A concentração, que começara duas horas antes, no Jardim de Alah, uma área que divide os bairros de Ipanema e Leblon, parecia antecipar um fracasso. Às 16h, se havia mil pessoas ali era muito. "O tempo não está ajudando", lamentava o vereador carioca Renato Cinco, do PSOL, coordenador da marcha. Um humorista e uma panicat do programa Pânico na Band aproveitaram para fazer entrevistas para a atração dominical com um imenso cigarro de maconha. O microfone do carro de som era ocupado por críticos da política de segurança do Rio de Janeiro ou por militantes de movimentos sociais que apenas queriam manifestar solidariedade à luta. "Eu não fumo, mas apoio. É fundamental que a maconha seja legalizada, porque a maconha é legal", disse Cíntia Dorneles, de 54 anos. "A política antidrogas só visa exterminar a juventude negra e pobre”, bradou Felipe, que se apresentou como estudante da Universidade Federal do Rio de Janeiro (URFJ), segundo ele o maior reduto de maconheiros da cidade. “Nenhuma droga mata tanto quanto a guerra às drogas da polícia do Rio”, afirmou a estudante Renata Matias, de 21 anos.
“O debate está avançando, mas ainda enfrenta grandes obstáculos no parlamento por causa da bancada fundamentalista do Congresso Nacional, que impede o avanço de qualquer pauta libertária”, disse Renato Cinco. “O Congresso precisa jogar com honestidade na discussão do tema da legalização da maconha e ouvir mais a ciência sobre o uso da planta para fins medicinais. O próprio escritório da ONU para drogas e criminalidade aponta que a guerra às drogas foi ineficaz porque produziu um número muito grande de mortes e o consumo não caiu”, afirmou o deputado federal Jean Wyllys, do Psol do Rio de Janeiro. "Usuário não é criminoso. Há uma ação no Supremo Tribunal Federal que pode acabar com a criminalização da maconha, mas o ministro Gilmar Mendes nunca apresenta seu parecer", disse Carlos Minc, ex-ministro do Meio Ambiente.

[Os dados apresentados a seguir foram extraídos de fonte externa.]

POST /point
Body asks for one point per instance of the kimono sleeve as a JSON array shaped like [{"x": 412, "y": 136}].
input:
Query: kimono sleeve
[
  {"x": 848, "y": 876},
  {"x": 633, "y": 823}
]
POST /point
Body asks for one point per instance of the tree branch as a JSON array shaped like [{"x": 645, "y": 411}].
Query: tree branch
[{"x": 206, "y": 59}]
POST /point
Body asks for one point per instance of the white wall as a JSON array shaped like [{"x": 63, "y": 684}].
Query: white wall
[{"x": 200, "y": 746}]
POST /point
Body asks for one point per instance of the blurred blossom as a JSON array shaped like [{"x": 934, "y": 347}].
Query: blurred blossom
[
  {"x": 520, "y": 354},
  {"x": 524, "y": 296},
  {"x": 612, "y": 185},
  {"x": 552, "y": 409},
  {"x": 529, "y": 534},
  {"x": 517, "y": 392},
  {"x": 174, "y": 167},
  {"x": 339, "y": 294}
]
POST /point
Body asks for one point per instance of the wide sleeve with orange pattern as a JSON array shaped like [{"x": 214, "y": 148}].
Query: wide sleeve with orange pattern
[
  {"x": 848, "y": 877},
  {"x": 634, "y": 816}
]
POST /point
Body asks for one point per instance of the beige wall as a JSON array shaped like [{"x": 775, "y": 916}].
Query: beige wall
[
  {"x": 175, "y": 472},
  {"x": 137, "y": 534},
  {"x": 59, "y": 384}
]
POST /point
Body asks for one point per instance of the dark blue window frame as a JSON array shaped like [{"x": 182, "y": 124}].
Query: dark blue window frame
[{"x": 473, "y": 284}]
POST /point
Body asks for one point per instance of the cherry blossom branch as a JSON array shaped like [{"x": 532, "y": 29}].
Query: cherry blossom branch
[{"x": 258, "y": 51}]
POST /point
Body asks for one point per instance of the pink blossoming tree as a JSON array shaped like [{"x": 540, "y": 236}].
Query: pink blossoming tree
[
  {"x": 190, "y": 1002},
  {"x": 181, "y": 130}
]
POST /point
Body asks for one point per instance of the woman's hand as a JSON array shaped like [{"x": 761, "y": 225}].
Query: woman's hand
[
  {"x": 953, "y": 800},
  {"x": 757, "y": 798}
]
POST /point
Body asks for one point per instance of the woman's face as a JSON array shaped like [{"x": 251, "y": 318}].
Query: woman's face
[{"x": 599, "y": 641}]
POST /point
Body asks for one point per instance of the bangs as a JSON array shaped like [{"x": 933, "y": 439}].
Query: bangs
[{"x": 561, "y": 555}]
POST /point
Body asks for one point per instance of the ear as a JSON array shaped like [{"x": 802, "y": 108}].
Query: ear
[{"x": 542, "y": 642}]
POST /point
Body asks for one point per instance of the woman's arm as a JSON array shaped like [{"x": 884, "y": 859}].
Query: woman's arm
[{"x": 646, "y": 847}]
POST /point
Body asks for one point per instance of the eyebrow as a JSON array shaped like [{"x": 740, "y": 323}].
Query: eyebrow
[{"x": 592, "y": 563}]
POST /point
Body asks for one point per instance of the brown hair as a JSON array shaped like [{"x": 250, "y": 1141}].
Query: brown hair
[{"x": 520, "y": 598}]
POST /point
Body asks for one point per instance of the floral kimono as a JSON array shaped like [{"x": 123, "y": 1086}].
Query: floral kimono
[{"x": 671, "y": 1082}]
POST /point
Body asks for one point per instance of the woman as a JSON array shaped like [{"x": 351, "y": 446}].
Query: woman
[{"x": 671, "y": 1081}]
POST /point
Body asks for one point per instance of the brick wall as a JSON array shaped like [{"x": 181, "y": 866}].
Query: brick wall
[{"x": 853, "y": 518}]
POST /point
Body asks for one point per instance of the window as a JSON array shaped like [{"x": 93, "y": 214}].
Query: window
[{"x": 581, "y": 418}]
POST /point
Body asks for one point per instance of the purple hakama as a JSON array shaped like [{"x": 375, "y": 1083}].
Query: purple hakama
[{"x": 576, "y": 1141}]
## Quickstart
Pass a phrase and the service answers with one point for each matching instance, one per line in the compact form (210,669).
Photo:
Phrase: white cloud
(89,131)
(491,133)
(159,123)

O modelo adotado pelo Uruguai pode ser a bandeira de luta que faltava aos defensores da legalização da maconha no Brasil. O projeto consumiu apenas quatro meses de discussão até se chegar às regras definitivas para o mercado de maconha no país. A legislação estabelece três formas legais de acesso à droga: a produção doméstica de até seis plantas por casa, a filiação a um clube de cultivo ou a compra em farmácias autorizadas. Tudo será controlado pelo Instituto de Regulação e Controle da Cannabis.
O presidente José Mujica defendeu o direito de o país experimentar alternativas para o controle das drogas, mas deixou claro que a lei não representa um culto à maconha. O governo ainda vai convocar as empresas interessadas na produção para conceder seis licenças para o cultivo, que poderá ser feito em terras públicas, sob vigilância de militares. Espera-se que a primeira safra seja colhida em seis meses. O comércio nas farmácias só deverá começar em novembro. Não se sabe se embalado pelo avanço uruguaio ou não, mas sintomaticamente uma dos gritos de guerra mais ouvidos na Marcha da Maconha do Rio foi o “não compre, plante.”